“Gracias a la vida, que me ha dado tanto, me ha dado la vida y me ha dado el llanto, Así yo distingo dicha de quebranto”… Este es un fragmento de la canción compuesta por Violeta Parra, que popularizó Mercedes Sosa y que se refiere de una manera sublime a estareacción tan humana y necesaria que se manifiesta continuamente en la vida diaria.
Precisamente, el 11 de enero celebraremos el Día Internacional del Agradecimiento, fecha que se instauró para promover la gratitud, reconocer el apoyo de otros y enfocarse en los beneficios emocionales y de bienestar que genera ser agradecido, reconociendo así las bendiciones diarias.

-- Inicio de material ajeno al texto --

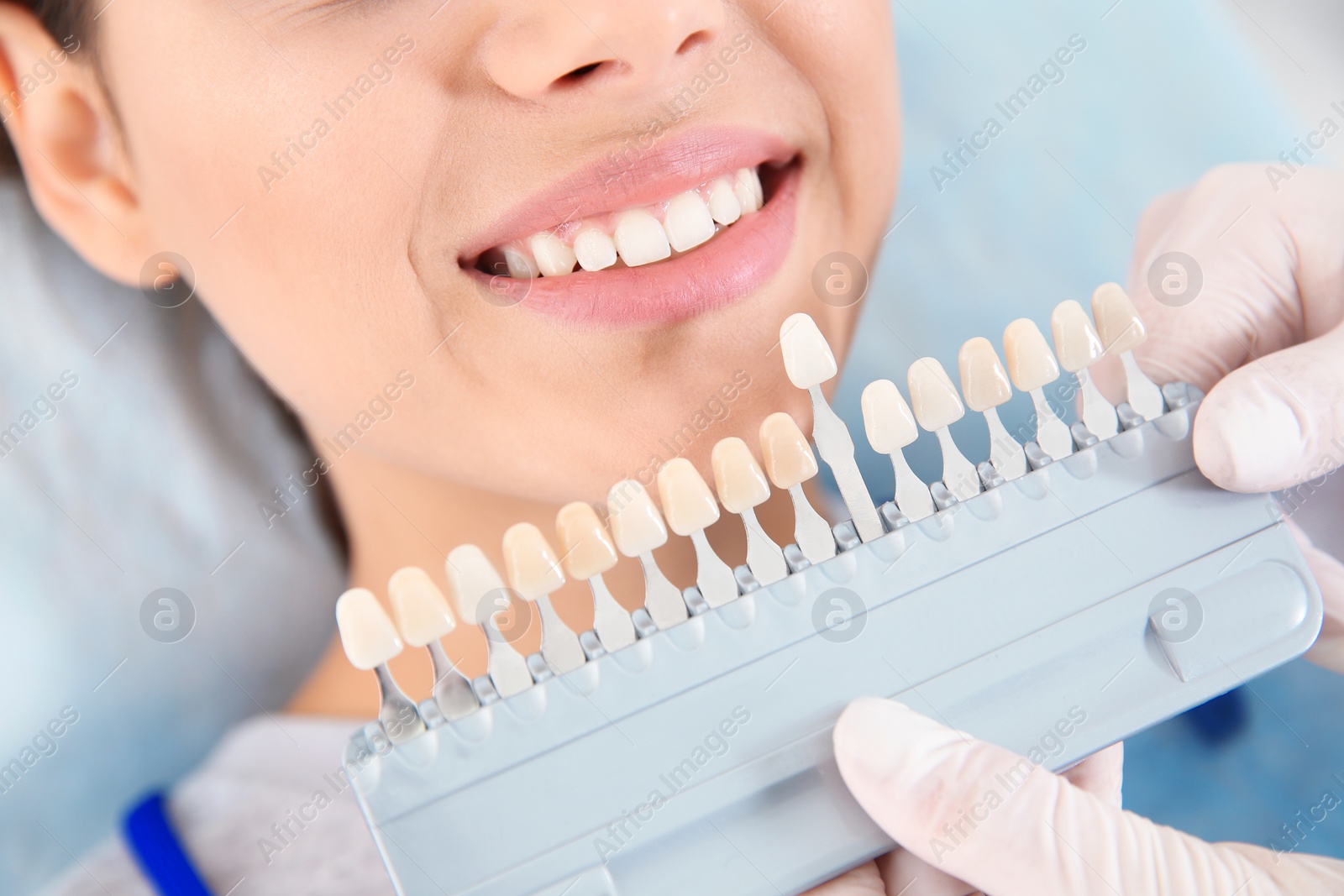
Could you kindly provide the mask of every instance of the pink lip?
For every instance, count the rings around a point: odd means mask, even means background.
[[[473,240],[462,258],[563,220],[661,201],[726,171],[781,164],[794,154],[771,134],[741,129],[667,137],[642,156],[632,148],[628,164],[599,161],[517,206]],[[492,302],[521,304],[575,326],[675,324],[747,296],[778,270],[793,243],[797,187],[798,165],[793,164],[777,172],[773,195],[761,211],[671,261],[536,279],[464,269],[489,290]]]

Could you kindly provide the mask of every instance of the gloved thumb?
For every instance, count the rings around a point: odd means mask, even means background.
[[[1274,492],[1344,465],[1344,328],[1223,377],[1199,407],[1195,459],[1234,492]]]
[[[890,700],[849,704],[835,751],[845,785],[887,834],[993,896],[1327,892],[1284,888],[1320,883],[1318,862],[1344,881],[1331,860],[1279,865],[1266,849],[1154,825]]]

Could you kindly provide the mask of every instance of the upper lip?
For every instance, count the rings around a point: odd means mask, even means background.
[[[738,168],[784,164],[797,149],[774,134],[746,128],[702,128],[653,138],[641,150],[628,141],[555,184],[517,203],[474,236],[460,259],[567,220],[671,199]]]

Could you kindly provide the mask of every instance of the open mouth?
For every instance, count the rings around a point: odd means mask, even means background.
[[[802,161],[759,132],[667,137],[512,210],[458,266],[491,304],[578,326],[660,325],[758,289],[793,244]]]

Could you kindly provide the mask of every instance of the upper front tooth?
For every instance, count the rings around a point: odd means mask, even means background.
[[[574,257],[583,270],[602,270],[616,263],[616,243],[597,227],[587,227],[574,238]]]
[[[738,168],[734,172],[732,192],[745,212],[757,211],[765,204],[765,191],[761,189],[761,176],[755,168]]]
[[[616,251],[630,267],[660,262],[672,254],[667,231],[659,219],[642,208],[624,212],[616,223]]]
[[[723,226],[742,216],[742,203],[738,201],[732,184],[727,177],[719,177],[710,184],[710,218]]]
[[[668,203],[667,214],[663,215],[663,230],[667,231],[672,249],[684,253],[714,236],[714,218],[710,216],[700,193],[688,189]]]
[[[952,426],[966,412],[957,387],[935,357],[921,357],[911,364],[906,386],[910,387],[910,408],[915,419],[930,433]]]
[[[508,266],[508,275],[513,279],[531,279],[540,273],[531,255],[509,246],[504,247],[504,263]]]
[[[563,277],[574,271],[574,250],[562,243],[555,234],[536,234],[530,246],[538,269],[546,277]]]
[[[1004,356],[1008,376],[1023,392],[1050,386],[1059,379],[1059,365],[1031,320],[1019,317],[1004,329]]]

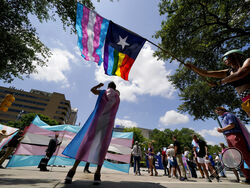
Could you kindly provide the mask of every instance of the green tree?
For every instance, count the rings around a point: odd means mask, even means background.
[[[169,53],[157,51],[155,55],[163,60],[173,60],[174,56],[206,70],[226,68],[220,58],[230,49],[241,48],[249,57],[249,5],[250,1],[245,0],[162,0],[159,12],[166,19],[155,37],[161,39],[159,45]],[[226,105],[247,122],[231,86],[210,88],[204,78],[182,64],[169,79],[180,91],[180,112],[205,120],[215,118],[216,106]]]
[[[214,153],[219,153],[221,152],[221,148],[218,145],[208,145],[208,152],[210,153],[210,155],[213,155]]]
[[[136,127],[127,127],[123,130],[123,132],[133,132],[134,133],[134,141],[138,141],[140,144],[144,143],[145,138],[142,135],[142,132],[139,128]]]
[[[18,121],[9,121],[7,123],[7,126],[15,127],[15,128],[19,128],[19,129],[23,130],[26,126],[29,126],[31,124],[31,122],[36,117],[36,115],[38,115],[39,118],[42,121],[44,121],[45,123],[47,123],[48,125],[52,125],[52,126],[59,125],[59,123],[56,120],[51,119],[50,117],[48,117],[46,115],[29,113],[29,114],[22,115],[20,120],[18,120]]]
[[[40,22],[59,17],[64,29],[75,31],[76,0],[19,1],[0,0],[0,79],[11,82],[15,77],[36,72],[51,55],[39,40],[31,15]],[[79,2],[93,8],[90,0]]]

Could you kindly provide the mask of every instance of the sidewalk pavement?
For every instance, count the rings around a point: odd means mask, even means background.
[[[216,179],[212,183],[204,179],[189,178],[181,182],[178,179],[163,176],[163,170],[159,170],[158,176],[149,176],[146,170],[141,176],[134,176],[132,168],[130,174],[102,169],[101,185],[93,185],[95,168],[90,168],[91,174],[83,173],[83,167],[79,167],[73,178],[72,184],[65,185],[64,178],[70,167],[48,167],[49,172],[41,172],[36,167],[17,167],[0,169],[1,188],[244,188],[249,185],[236,183],[232,172],[227,172],[227,178]],[[199,172],[198,172],[199,173]]]

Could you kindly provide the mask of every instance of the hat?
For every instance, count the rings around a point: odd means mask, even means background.
[[[221,110],[221,111],[224,111],[224,112],[227,111],[227,109],[222,107],[222,106],[216,107],[215,110]]]
[[[2,129],[0,130],[1,133],[5,134],[6,133],[6,130]]]
[[[240,55],[244,55],[243,52],[242,52],[240,49],[233,49],[233,50],[230,50],[230,51],[226,52],[226,53],[222,56],[222,58],[221,58],[222,61],[224,62],[224,61],[227,59],[226,56],[228,56],[228,55],[230,55],[230,54],[234,54],[234,53],[240,54]]]

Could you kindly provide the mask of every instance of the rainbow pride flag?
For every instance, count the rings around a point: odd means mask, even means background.
[[[109,22],[104,45],[104,70],[107,75],[128,80],[129,71],[146,39]]]
[[[102,49],[109,21],[81,3],[77,3],[76,30],[78,47],[87,61],[100,65],[103,62]]]

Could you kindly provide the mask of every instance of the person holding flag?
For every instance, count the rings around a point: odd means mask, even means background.
[[[65,178],[65,184],[72,183],[76,168],[81,161],[97,165],[94,184],[101,183],[101,168],[112,138],[115,116],[120,104],[120,93],[116,90],[115,83],[110,82],[106,90],[100,90],[103,85],[100,83],[91,89],[94,95],[98,95],[95,108],[62,153],[76,159]]]

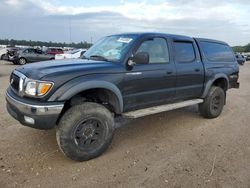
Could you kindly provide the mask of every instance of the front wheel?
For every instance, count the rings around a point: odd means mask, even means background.
[[[199,111],[205,118],[216,118],[221,114],[224,105],[225,91],[220,87],[212,86],[204,102],[199,104]]]
[[[66,111],[56,138],[67,157],[86,161],[101,155],[110,145],[113,134],[114,118],[110,111],[100,104],[86,102]]]

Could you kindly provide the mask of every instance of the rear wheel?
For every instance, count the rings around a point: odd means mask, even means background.
[[[27,60],[23,57],[19,58],[18,64],[19,65],[25,65],[27,63]]]
[[[61,118],[56,131],[61,151],[70,159],[85,161],[101,155],[114,134],[114,118],[97,103],[71,107]]]
[[[200,114],[205,118],[218,117],[225,105],[225,91],[216,86],[209,90],[204,102],[199,104]]]

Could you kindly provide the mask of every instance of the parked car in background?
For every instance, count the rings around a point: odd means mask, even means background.
[[[14,57],[10,59],[14,64],[24,65],[37,61],[46,61],[55,59],[55,55],[44,53],[42,50],[34,48],[26,48],[15,53]]]
[[[20,48],[17,47],[6,48],[5,54],[1,55],[1,59],[6,61],[11,61],[18,50],[20,50]]]
[[[7,49],[6,48],[0,49],[0,59],[1,60],[5,59],[6,54],[7,54]]]
[[[76,59],[81,57],[87,50],[86,49],[76,49],[72,51],[68,51],[64,54],[56,54],[55,59]]]
[[[50,54],[50,55],[56,55],[56,54],[63,54],[63,50],[61,48],[49,48],[46,51],[46,54]]]
[[[250,55],[247,55],[246,61],[250,61]]]
[[[238,64],[244,65],[246,59],[245,59],[245,57],[244,57],[243,55],[241,55],[241,54],[236,54],[235,57],[236,57],[236,59],[237,59]]]

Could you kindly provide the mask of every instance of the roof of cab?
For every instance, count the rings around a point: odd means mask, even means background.
[[[120,33],[115,35],[138,35],[138,36],[147,36],[147,35],[160,35],[166,36],[174,39],[182,39],[182,40],[193,40],[194,38],[184,35],[175,35],[175,34],[166,34],[166,33],[157,33],[157,32],[132,32],[132,33]],[[113,35],[111,35],[113,36]]]
[[[219,40],[214,40],[214,39],[207,39],[207,38],[195,38],[195,37],[189,37],[185,35],[176,35],[176,34],[167,34],[167,33],[157,33],[157,32],[132,32],[132,33],[120,33],[116,35],[138,35],[138,36],[146,36],[146,35],[160,35],[160,36],[165,36],[168,38],[172,38],[174,40],[188,40],[188,41],[193,41],[194,39],[198,42],[201,41],[206,41],[206,42],[214,42],[214,43],[220,43],[220,44],[226,44],[227,43]]]

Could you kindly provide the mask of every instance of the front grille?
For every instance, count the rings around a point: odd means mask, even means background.
[[[17,75],[15,75],[14,73],[12,73],[11,78],[10,78],[10,85],[11,85],[11,87],[12,87],[16,92],[18,92],[18,90],[19,90],[19,81],[20,81],[19,76],[17,76]]]

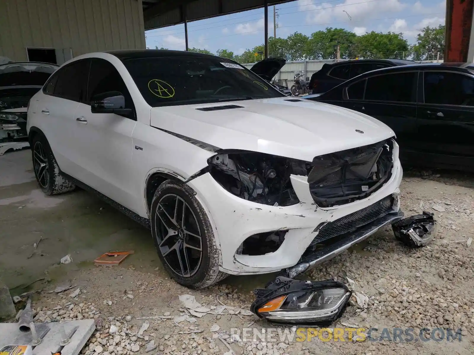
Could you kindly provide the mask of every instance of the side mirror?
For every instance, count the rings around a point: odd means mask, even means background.
[[[116,114],[128,116],[133,111],[125,108],[125,97],[118,91],[109,91],[92,97],[91,112],[93,114]]]

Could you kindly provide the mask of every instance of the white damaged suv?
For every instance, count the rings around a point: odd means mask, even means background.
[[[45,193],[79,186],[149,227],[190,287],[294,277],[403,216],[390,128],[289,98],[226,58],[81,55],[31,99],[27,128]]]

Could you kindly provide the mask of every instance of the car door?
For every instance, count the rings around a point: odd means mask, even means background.
[[[131,169],[133,149],[132,133],[136,115],[124,116],[114,113],[92,113],[91,103],[95,97],[118,91],[126,98],[126,107],[135,112],[133,100],[118,71],[109,62],[92,58],[87,93],[74,113],[74,131],[81,151],[83,183],[128,208],[133,201]]]
[[[75,139],[74,112],[83,99],[89,60],[73,62],[60,68],[45,85],[37,102],[45,133],[61,170],[75,177],[81,169],[82,151],[71,143]]]
[[[418,148],[433,168],[474,171],[474,77],[453,71],[423,73]]]

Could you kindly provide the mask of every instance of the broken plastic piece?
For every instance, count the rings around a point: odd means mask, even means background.
[[[393,234],[403,244],[413,248],[422,247],[429,243],[436,233],[436,221],[434,214],[423,211],[394,223]]]
[[[128,251],[109,251],[103,254],[94,260],[94,265],[118,265],[130,254],[133,250]]]

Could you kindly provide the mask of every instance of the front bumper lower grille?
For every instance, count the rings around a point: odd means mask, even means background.
[[[319,232],[311,242],[314,246],[334,237],[349,233],[372,222],[393,211],[394,198],[391,195],[377,201],[365,208],[316,227]]]

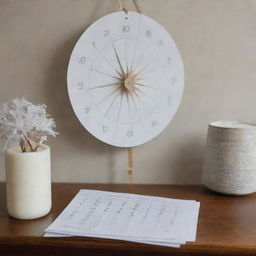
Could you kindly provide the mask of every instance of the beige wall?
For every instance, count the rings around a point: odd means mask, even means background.
[[[200,183],[208,122],[256,116],[256,0],[138,1],[173,35],[186,83],[169,127],[135,148],[135,182]],[[116,8],[117,0],[0,0],[0,102],[24,95],[48,105],[60,132],[49,140],[54,181],[127,181],[126,150],[84,130],[66,89],[75,42]],[[3,157],[0,166],[4,180]]]

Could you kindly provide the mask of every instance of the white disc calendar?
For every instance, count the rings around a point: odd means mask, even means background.
[[[78,40],[68,92],[82,125],[99,140],[133,147],[159,135],[181,102],[184,69],[169,33],[135,12],[94,22]]]

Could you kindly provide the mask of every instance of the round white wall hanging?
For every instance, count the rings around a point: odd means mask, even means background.
[[[133,147],[158,136],[181,102],[184,69],[168,32],[136,12],[94,22],[68,66],[68,92],[82,125],[96,138]]]

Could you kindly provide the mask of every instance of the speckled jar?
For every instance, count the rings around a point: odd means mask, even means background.
[[[209,124],[203,184],[216,192],[246,195],[256,191],[256,125],[235,121]]]

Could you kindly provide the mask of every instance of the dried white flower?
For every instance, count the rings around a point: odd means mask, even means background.
[[[55,122],[46,114],[46,105],[13,99],[0,109],[0,143],[6,149],[19,144],[22,152],[36,151],[48,135],[56,136]]]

Algunas investigaciones recientes del comportamiento humano, refieren que expresar las gracias a familiares, amigos, colegas y hasta desconocidos mediante palabras, gestos o notas, tiene un impacto positivo en la salud mental y la felicidad.
Por su parte, el psicólogo español Iñaki Piñuel, quien es el experto en el estudio de relaciones tóxicas en la pareja y las personalidades narcisistas y psicopáticas,afirma que “la gratitud nos ayuda a detectar la sanidad o la toxicidad en una relación de pareja, donde ambos miembros comparten obsequios y experiencias, las cuales son retribuidas de la misma forma en ambas personas”. También, el experto español señala que es erróneo “dar sin esperar nada a cambio” pues en las relaciones sanas, ambas personas dan y reciben en la misma medida.
En este día, les invito a agradecer a aquellas personas que nos han hecho felices, asimismo agradezco el honor de su lectura semanal de esta columna, lo cual me produce mucha felicidad.